Pompei continua a crollare ma Napolitano stavolta tace

Altri casi di cedimento nel sito archeologico: dal Colle in giù nessuno si indigna. Nel 2010 fu il pretesto per chiedere la testa di Bondi e tentare la spallata al Cav

Pompei continua a crollare ma Napolitano stavolta tace

Roma - In Italia anche i crolli dei beni archeologici hanno un colore. Possono essere politicamente corretti oppure no. La lotta politica, nel Paese di Machiavelli e Togliatti macina senza troppi complimenti monumenti e persone. Un saggio di come la pratica dei due pesi e due misure non sia mai morta arriva dal crollo (per la verità più di uno) che domenica ha danneggiato Pompei. Una decina di giorni fa sono venuti giù stucchi nella Domus e si sono aperti squarci nelle mura delle Terme. Domenica notte è toccato a una bottega in via Stabiana. Crollata anche una parte di intonaco della Casa della Fontana piccola. Il sito archeologico più famoso d'Italia continua a consumarsi. E questa non è una notizia nel Paese che preferisce assumere operai forestali che investire in cultura.
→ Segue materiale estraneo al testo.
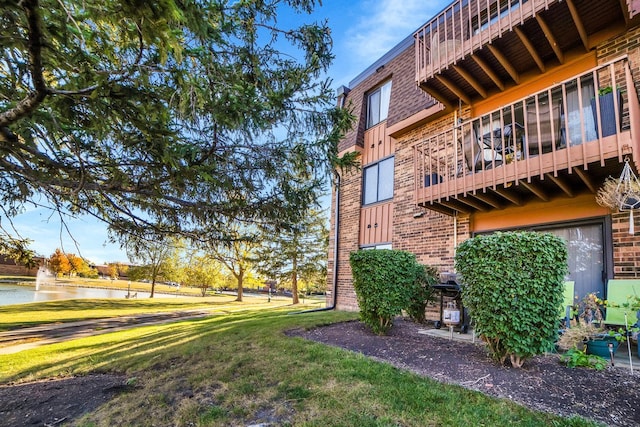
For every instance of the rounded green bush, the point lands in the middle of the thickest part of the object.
(386, 282)
(513, 285)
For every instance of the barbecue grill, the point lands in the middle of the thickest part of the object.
(451, 288)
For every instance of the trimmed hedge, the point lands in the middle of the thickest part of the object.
(386, 282)
(513, 285)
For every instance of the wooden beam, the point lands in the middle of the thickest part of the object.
(471, 80)
(562, 184)
(509, 195)
(579, 25)
(453, 88)
(455, 206)
(489, 199)
(626, 9)
(535, 190)
(586, 179)
(437, 207)
(504, 62)
(530, 48)
(551, 38)
(468, 200)
(438, 96)
(488, 71)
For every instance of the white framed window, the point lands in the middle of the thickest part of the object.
(380, 246)
(378, 181)
(378, 104)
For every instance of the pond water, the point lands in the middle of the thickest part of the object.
(20, 294)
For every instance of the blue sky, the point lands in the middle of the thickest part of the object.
(362, 32)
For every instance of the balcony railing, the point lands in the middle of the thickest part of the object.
(464, 27)
(574, 123)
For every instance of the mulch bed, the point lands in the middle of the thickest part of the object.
(611, 396)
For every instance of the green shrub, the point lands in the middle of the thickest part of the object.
(385, 282)
(575, 358)
(422, 293)
(513, 285)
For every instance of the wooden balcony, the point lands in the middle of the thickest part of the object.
(564, 140)
(475, 48)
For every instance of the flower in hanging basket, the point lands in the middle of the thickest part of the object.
(607, 195)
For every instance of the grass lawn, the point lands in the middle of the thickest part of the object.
(32, 314)
(239, 368)
(123, 285)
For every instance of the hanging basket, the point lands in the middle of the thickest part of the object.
(621, 194)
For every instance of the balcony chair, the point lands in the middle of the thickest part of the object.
(567, 302)
(618, 292)
(478, 153)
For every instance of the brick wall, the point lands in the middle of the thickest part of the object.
(431, 236)
(626, 247)
(350, 196)
(406, 98)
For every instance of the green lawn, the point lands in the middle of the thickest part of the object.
(32, 314)
(239, 368)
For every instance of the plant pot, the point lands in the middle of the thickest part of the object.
(607, 112)
(600, 346)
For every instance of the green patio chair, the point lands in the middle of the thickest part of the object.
(618, 293)
(567, 302)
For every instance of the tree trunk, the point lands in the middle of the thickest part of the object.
(240, 277)
(294, 281)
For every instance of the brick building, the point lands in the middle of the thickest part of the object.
(494, 116)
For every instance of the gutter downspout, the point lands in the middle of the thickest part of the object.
(335, 253)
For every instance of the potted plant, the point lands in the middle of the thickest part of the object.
(589, 332)
(606, 100)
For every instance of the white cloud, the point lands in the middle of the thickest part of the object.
(385, 23)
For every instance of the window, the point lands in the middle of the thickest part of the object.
(378, 181)
(381, 246)
(378, 104)
(492, 15)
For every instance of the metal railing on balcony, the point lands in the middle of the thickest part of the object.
(466, 26)
(587, 119)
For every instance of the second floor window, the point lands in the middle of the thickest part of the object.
(378, 104)
(378, 182)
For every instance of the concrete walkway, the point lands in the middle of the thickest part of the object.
(25, 338)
La novità sono le reazioni suscitate dagli ultimi collassi. Questa volta indignazione ai minimi e per il ministro ai Beni Culturali Massimo Bray nemmeno mezza citazione. Silenzio anche dal Quirinale. Non sarebbe una notizia nemmeno questa, se nel 2010 lo stesso Giorgio Napolitano non avesse riservato un trattamento molto diverso al ministro di allora, Sandro Bondi. Dopo un crollo, del tutto simile a quello di domenica, dalla Presidenza della Repubblica uscì un comunicato pesantissimo. Eccolo: «Quello che è accaduto a Pompei dobbiamo, tutti, sentirlo come una vergogna per l'Italia. E chi ha da dare spiegazioni non si sottragga al dovere di darle al più presto e senza ipocrisie».
Chiaro il riferimento a Bondi, che ieri ha dato la sua versione dei fatti. «Da quella vibrante indignazione di Napolitano - ha ricordato l'esponente di Forza Italia - partì una barbara caccia all'uomo che si concluse con la presentazione di una mozione di sfiducia individuale, primi firmatari Bersani, Casini e Fini. Furono le prime prove della spallata a Berlusconi».
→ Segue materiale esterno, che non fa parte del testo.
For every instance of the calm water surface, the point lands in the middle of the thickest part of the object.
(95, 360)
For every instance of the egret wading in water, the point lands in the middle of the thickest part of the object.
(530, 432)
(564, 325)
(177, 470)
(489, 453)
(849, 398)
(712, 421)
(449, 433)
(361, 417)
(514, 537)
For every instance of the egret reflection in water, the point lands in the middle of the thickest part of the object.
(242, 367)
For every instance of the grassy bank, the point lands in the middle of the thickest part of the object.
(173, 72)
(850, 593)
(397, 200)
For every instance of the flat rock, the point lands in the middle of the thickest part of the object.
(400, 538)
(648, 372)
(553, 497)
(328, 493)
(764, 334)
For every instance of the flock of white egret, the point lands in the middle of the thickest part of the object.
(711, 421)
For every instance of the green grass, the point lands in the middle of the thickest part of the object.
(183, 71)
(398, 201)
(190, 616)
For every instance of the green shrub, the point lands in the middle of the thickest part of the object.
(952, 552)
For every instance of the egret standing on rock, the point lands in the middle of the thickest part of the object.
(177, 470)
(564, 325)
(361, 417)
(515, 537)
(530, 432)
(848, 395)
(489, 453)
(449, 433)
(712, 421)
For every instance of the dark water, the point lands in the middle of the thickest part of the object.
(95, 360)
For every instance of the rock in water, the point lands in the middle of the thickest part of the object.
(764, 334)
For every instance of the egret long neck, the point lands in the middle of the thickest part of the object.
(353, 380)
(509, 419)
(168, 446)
Fino a ieri sera dal capo dello Stato nemmeno una riga. Nessun riferimento, nemmeno implicito, al ministro Bray. Nessuna reazione nemmeno dal Partito democratico (partito di Bray) che su Bondi e il crollo del 2010 montò una polemica che durò una decina di giorni e sfociò in una mozione di sfiducia contro il ministro che, secondo il Pd, si era «dimostrato inadeguato al ruolo conferitogli».
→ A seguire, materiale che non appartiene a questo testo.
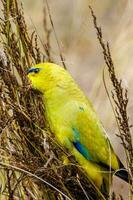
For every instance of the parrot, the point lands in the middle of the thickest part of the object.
(74, 122)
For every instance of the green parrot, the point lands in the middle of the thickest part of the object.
(73, 120)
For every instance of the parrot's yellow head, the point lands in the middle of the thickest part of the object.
(44, 76)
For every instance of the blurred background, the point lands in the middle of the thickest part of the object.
(83, 55)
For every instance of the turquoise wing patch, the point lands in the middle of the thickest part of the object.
(80, 147)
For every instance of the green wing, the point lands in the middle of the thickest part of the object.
(89, 136)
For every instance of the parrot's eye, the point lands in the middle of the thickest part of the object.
(35, 70)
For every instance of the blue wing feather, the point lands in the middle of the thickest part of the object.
(80, 147)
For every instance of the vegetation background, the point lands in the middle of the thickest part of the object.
(83, 56)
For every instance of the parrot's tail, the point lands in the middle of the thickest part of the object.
(123, 174)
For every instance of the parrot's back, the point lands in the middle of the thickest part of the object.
(73, 120)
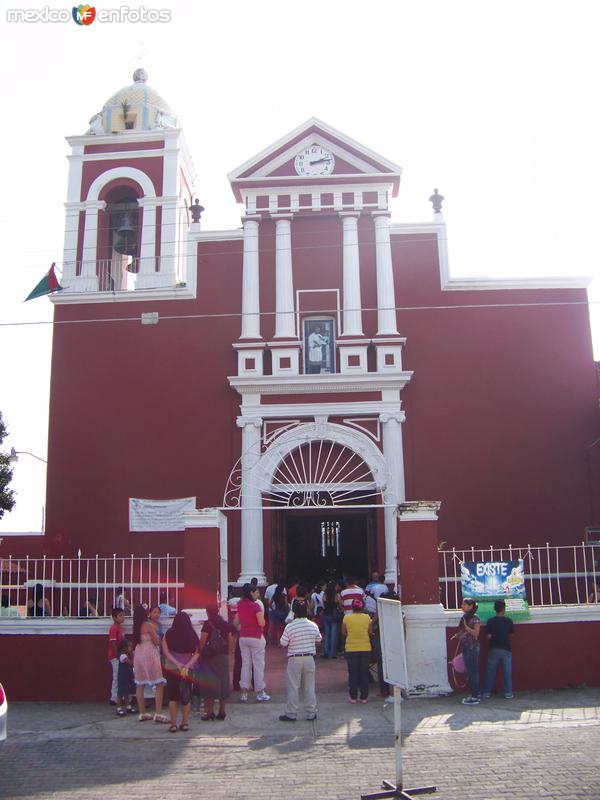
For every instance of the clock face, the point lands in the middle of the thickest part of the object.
(314, 160)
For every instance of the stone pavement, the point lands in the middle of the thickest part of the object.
(544, 744)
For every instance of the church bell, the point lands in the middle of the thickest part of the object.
(124, 225)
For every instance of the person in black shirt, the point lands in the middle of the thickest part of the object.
(499, 630)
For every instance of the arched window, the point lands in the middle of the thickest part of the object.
(319, 345)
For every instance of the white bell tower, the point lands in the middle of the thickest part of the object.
(130, 191)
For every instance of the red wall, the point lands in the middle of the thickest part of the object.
(499, 412)
(548, 656)
(76, 668)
La sinistra italiana di tradizione togliattiana si muove per il potere. La mozione di sfiducia era una prova di forza politica, per una nuova maggioranza, tanto che si accodarono anche l'Udc e il Fli. Bondì incasso la fiducia del Parlamento e più tardi si dimise. Tra le istituzioni che si mossero allora, anche la Commissione Europea che, tramite un portavoce, si disse «rattristata e scioccata». Ieri, nemmeno mezza lacrima da Bruxelles.

Unici commenti di centrosinistra, quelli dello stesso ministro che ha annunciato la nomina, entro il 9 dicembre, del direttore del progetto Grande Pompei, necessario a ricevere i finanziamenti Ue. Poi ha annunciato i lavori per il ripristino del muro. Lo fece anche Bondi, ma a lui non bastò.